Él pensó un momento en eso, en lo apropiado que era.
– Sí. Supongo que sí.
– Y debería sentirme ofendida.
– En absoluto, jefa.
Él la miró y ella le sostuvo la mirada. El momento se convirtió en un asunto entre un hombre y una mujer. Ese era siempre el riesgo cuando se mezclaban los sexos. Con Barbara Havers ese aspecto había sido algo tan impensable que resultaba casi risible. Con Isabelle Ardery, no era el caso. Él apartó la vista.
– Yo le creí -dijo ella a la ligera-. ¿Y usted? Soy consciente de que podría haber regresado al lugar del crimen para comprobar si ya habían descubierto el cadáver, pero no lo creo probable. Ese chico no parece lo bastante inteligente como para elaborar ese plan.
– ¿Se refiere a llevar la revista con él para que diese la impresión de que tenía un motivo para esconderse allí?
– A eso me refiero.
Lynley estuvo de acuerdo con ella. Marlon Kay era un asesino poco probable. La superintendente, sin embargo, había escogido un camino inteligente para abordar la situación. Antes de dejar al chico y a su airado padre, ella había hecho los arreglos necesarios para que le tomaran las huellas dactilares y le hicieran un frotis de la mucosa bucal para la muestra de ADN, y había examinado las prendas del chico. No había nada amarillo entre ellas. En cuanto a las zapatillas deportivas que había llevado puestas aquel día en el cementerio, no presentaban ningún indicio visible de sangre, pero, de todos modos, serían enviadas al departamento forense para su análisis. Durante todo aquel procedimiento, Marlon había mostrado toda su colaboración. Parecía ansioso por complacerles, al tiempo que hacía todo lo posible por demostrar que no tenía nada que ver con la muerte de Jemima Hastings.

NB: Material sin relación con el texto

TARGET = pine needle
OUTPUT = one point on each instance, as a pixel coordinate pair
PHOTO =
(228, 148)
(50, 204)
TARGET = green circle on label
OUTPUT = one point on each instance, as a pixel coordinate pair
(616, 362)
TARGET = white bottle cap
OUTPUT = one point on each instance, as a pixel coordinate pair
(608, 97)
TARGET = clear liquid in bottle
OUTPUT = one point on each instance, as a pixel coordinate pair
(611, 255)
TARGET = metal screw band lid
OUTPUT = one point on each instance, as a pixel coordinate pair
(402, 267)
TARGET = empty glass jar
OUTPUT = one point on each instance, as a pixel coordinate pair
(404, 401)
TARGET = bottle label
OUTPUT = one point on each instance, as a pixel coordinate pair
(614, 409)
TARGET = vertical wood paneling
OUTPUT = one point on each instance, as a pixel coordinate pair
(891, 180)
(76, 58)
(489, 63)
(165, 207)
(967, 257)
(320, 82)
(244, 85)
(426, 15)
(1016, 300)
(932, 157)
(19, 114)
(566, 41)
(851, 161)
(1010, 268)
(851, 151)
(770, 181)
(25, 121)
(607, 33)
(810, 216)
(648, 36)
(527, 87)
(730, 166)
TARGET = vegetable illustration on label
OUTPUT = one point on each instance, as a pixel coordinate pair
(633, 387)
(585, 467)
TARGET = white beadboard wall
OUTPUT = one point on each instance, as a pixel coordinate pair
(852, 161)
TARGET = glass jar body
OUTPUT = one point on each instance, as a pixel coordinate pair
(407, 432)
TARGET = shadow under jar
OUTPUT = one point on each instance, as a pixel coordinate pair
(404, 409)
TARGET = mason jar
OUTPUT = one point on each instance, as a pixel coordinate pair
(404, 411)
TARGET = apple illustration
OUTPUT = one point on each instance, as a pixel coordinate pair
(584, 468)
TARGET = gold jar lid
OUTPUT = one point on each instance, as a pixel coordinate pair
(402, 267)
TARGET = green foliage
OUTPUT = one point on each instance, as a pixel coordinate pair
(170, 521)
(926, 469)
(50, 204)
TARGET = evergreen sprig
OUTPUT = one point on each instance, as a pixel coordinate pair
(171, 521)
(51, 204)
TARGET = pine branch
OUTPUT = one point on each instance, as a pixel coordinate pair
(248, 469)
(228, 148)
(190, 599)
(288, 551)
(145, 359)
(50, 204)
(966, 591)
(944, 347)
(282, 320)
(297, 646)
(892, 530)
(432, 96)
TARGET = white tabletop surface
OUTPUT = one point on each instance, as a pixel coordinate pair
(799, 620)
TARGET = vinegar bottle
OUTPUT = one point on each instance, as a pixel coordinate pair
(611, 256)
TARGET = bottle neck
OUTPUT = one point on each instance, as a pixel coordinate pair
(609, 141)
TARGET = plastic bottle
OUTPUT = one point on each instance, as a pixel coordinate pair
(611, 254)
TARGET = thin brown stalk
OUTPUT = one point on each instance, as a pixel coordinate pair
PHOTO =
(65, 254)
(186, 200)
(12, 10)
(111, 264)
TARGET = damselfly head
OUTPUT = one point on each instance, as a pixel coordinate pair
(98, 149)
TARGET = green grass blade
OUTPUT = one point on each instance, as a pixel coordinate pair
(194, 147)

– De modo que sólo nos queda el avistamiento de ese tío oriental… Esperemos que salga alguna cosa de eso -dijo Ardery.
– O que salga alguna cosa de ese tipo de Hampshire -dijo Lynley.
– Está eso también. ¿Cómo cree que afrontará la sargento Havers esa parte de la investigación, Thomas?
– Con su estilo habitual -contestó él.